Barber: (flinching slightly) Ah ... good morning sir, good morning. I'll be with you in a minute.
(Customer sits in barber's chair. Barber carries on washing. He seems to be over-thoroughly washing and re-washing his hands and lower arms. Barber turns and smiles humourlessly, at customer. At last he has finished washing. He dries his hands thoroughly, turns and coma over to the customer. There are very obvious blood stains on his coat and his lapel is torn off One stain could be the mark of a bloodstained hand which has slipped down the length of it. He picks up a sheet and shakes it out. Sound of iron and heavy objects falling on the floor. He throws it around the customer. As he knots the sheet at the back he and is about to pull it tight and strangle the customer. His face sweats, a wild look in his eyes. Then with a supreme effort he controls himself. Customer smiles reassuringly at him.)

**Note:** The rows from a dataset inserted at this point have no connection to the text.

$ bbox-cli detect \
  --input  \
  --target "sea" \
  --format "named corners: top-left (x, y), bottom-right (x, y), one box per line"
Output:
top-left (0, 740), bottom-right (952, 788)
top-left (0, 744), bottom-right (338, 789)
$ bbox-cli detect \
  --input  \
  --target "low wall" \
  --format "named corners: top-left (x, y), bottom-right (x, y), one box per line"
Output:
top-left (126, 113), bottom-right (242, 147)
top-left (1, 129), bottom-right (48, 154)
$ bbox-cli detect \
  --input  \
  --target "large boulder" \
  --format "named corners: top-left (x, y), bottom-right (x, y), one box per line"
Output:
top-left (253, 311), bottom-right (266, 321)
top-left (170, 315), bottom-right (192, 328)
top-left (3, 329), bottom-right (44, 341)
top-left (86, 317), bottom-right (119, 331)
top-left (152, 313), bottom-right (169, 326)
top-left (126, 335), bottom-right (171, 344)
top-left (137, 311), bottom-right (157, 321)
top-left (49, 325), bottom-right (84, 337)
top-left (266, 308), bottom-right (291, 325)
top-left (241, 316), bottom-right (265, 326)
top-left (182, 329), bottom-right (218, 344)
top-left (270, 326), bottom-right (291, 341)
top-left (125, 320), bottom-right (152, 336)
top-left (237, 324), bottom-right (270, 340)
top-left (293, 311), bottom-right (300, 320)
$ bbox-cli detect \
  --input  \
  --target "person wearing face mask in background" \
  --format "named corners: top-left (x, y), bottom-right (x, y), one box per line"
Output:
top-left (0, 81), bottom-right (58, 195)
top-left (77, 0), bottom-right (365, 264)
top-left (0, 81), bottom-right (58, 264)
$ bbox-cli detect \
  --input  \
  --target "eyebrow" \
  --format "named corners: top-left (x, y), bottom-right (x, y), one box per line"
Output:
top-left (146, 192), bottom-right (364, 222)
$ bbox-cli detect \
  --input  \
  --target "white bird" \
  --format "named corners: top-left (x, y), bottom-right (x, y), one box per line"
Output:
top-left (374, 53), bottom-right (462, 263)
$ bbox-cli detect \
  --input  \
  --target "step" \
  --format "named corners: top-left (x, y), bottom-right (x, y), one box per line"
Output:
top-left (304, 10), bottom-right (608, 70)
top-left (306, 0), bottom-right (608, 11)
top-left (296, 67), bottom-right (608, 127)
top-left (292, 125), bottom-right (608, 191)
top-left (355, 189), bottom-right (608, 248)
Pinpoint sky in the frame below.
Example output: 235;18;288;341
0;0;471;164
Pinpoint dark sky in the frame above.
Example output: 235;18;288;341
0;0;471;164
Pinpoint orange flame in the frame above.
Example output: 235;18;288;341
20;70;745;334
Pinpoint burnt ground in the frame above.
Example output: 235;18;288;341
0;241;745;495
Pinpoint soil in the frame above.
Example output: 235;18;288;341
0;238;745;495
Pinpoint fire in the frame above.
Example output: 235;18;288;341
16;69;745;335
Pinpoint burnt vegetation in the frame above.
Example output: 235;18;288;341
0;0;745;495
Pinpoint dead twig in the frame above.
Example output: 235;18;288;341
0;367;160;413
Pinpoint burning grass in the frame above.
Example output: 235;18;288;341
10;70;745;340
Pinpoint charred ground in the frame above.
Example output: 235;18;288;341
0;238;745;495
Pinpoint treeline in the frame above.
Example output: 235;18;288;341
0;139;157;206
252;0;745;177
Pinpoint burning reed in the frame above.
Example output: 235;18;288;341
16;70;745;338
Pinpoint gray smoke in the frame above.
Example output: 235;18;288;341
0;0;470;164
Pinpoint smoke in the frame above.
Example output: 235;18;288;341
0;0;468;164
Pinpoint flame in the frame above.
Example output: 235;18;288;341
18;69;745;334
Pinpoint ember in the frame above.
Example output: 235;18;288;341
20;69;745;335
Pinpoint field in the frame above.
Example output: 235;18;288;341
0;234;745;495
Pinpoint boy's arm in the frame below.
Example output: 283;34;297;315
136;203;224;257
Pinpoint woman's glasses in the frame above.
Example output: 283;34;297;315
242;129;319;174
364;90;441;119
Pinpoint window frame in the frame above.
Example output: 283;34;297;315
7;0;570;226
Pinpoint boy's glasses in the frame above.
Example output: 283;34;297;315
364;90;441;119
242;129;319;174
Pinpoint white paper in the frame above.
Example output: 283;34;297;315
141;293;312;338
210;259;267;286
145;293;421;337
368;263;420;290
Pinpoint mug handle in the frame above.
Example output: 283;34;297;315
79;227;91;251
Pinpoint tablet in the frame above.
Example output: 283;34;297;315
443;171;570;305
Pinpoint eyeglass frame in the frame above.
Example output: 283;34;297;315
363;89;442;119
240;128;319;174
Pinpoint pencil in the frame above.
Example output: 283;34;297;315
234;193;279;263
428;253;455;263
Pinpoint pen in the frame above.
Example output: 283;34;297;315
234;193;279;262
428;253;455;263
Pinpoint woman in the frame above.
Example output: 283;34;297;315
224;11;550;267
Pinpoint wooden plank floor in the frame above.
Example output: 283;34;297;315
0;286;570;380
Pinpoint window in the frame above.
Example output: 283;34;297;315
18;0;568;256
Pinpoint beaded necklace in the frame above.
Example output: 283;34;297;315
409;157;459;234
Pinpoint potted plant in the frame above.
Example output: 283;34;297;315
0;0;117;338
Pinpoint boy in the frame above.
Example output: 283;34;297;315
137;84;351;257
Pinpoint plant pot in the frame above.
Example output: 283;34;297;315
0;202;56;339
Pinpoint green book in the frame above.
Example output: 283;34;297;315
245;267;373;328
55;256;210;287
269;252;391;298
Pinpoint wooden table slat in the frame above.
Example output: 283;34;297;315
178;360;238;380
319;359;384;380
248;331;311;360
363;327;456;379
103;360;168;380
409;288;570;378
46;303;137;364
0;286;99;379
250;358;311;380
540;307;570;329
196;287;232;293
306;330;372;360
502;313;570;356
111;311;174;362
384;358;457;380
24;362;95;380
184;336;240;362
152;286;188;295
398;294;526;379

Barber: How... how would you like it, sir?
Customer: Just short back and sides please.
Barber: How do you do that?
Customer: Well it's just... ordinary short back and sides...
Barber: It's not a ... razor cut? (suddenly) Razor, razor, cut, cut, blood, spurt, artery, murder... (controlling himself) Oh thank God, thank God. (sigh of relief) It's just a scissors...
Customer: Yes... (laughs, thinking the barber must be having a little joke)
Barber: You wouldn't rather just have it combed, would you sir?
Customer: I beg your pardon?
Barber: You wouldn't rather forget all about it?
Customer: No, no, no, I want it cut.
(At the word Cut barber winces.)
Barber: Cut, cut, cut, blood, spurt, artery, murder, Hitchcock, Psycho... right sir ... well ... (swallows hard) I'll just get everything ready. In the meanwhile perhaps you could fill in one of these.
(He hands him a bit of paper; the barber goes to a cupboard and opens it.)
Customer: All right, fine, yes.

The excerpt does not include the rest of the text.